As we conceptualized this music video, we wanted to take you on a ride through time – first through the 60’s when the wildly popular TV show dominated the networks – the campy, melodramatic colors, gadgets, and the classic comic book components. To capture the character we actually built a super spiffy set to look like the good ol’ days of “atomic batteries to power, turbines to speed.” We used a 4:3 aspect ratio and retro color grading. We wrote the music so it was as groovy as possible – to push it over the top we added a 60’s beach bass part in the left hand of the piano. The piano used in this scene is a brushed aluminum/cherry wood Yamaha Neo with a clear plexiglass lid (there are only a handful in the world) and we painted “Jackie” (one of Steve’s stunt cellos) to match it. Of course, would this all be complete without a sleek, stylishly finned road ready replica of the 60’s Batmobile? This car would come all the way from Niagara Falls from Jett Yaskow.
Next, 1989 Tim Burton’s Batman movie (starring Michael Keaton) called for lots of brass sounds to pay tribute to Danny Elfman’s soundtrack (accomplished via layered tracks of steel and carbon fiber cellos played with a special technique – at times using paper underneath the strings), frilly woodwind-like riffs on piano and march-like percussion. For this section of the video we used a 16:9 aspect ratio and a heavy film grain added in postproduction. We filmed in a 100 yr-old, dark, abandoned warehouse that actually houses several hundred bats! The piano used is a 9 ft. concert grand – one of the most sought-after concert hall performance pianos in the world and certainly big enough to make even Tim Burton happy. The “batcello” was hand built by Gail Flynn – complete with a bat bridge, a cityscape stained glass front, a Batman scroll and even hand carved bat-shaped pegs. It was an indescribable feeling playing Elfman’s music on these instruments in front of a perfect replica of one of the most ominous automobiles ever built – the 1989 Batmobile!
Finally we pay homage to the most recent Batman series – the Dark Knight Trilogy (Directed by Christopher Nolan and starring Christian Bale). Hans Zimmer’s music is the stuff of legend. We worked tirelessly to recreate his epic style of composition and full symphonic sound with piano and cello – writing fast, accented ostinatos and soaring brass-like melody lines. We mimicked the movie’s muted color grading and utilized anamorphic widescreen (2:34:1), snow candles (the same used in the last scene of the Dark Knight Rises), and drone flyby shots to emphasize the drama of the series – all in front of a replica of the unbelievably buff Tumbler! (Built by one of the coolest guys in the world: Dave Dickson – it took him three and a half years!) The piano Jon is playing is the same white piano we used in “Let it Go / Vivaldi’s Winter, but wrapped in carbon fiber for this scene. Steve is using a cello built of carbon fiber by Richard Stürzer (Ricci Carbon Instruments KG) .
In the end we combined as many elements as we could – musically, visually, and thematically.

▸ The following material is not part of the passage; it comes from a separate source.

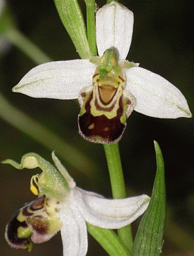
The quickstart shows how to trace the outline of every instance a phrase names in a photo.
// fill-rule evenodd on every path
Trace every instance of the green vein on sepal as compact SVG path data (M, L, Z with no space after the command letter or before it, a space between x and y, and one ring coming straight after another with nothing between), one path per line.
M161 253L166 218L164 163L156 141L155 147L157 174L150 204L134 239L132 256L158 256Z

There are moments in our lives that we all feel something. Something that says in a whisper deep within us that life is more than super heroes and villains, legendary cars, more than movie theaters and concert halls. Even though we were simply recreating all of these components on the top of a building over looking the city in the middle of the night, we had one of those moments.
Thank you for watching! If you’ve read this far in the description then you probably know the answer to this question: “Why do we fall?”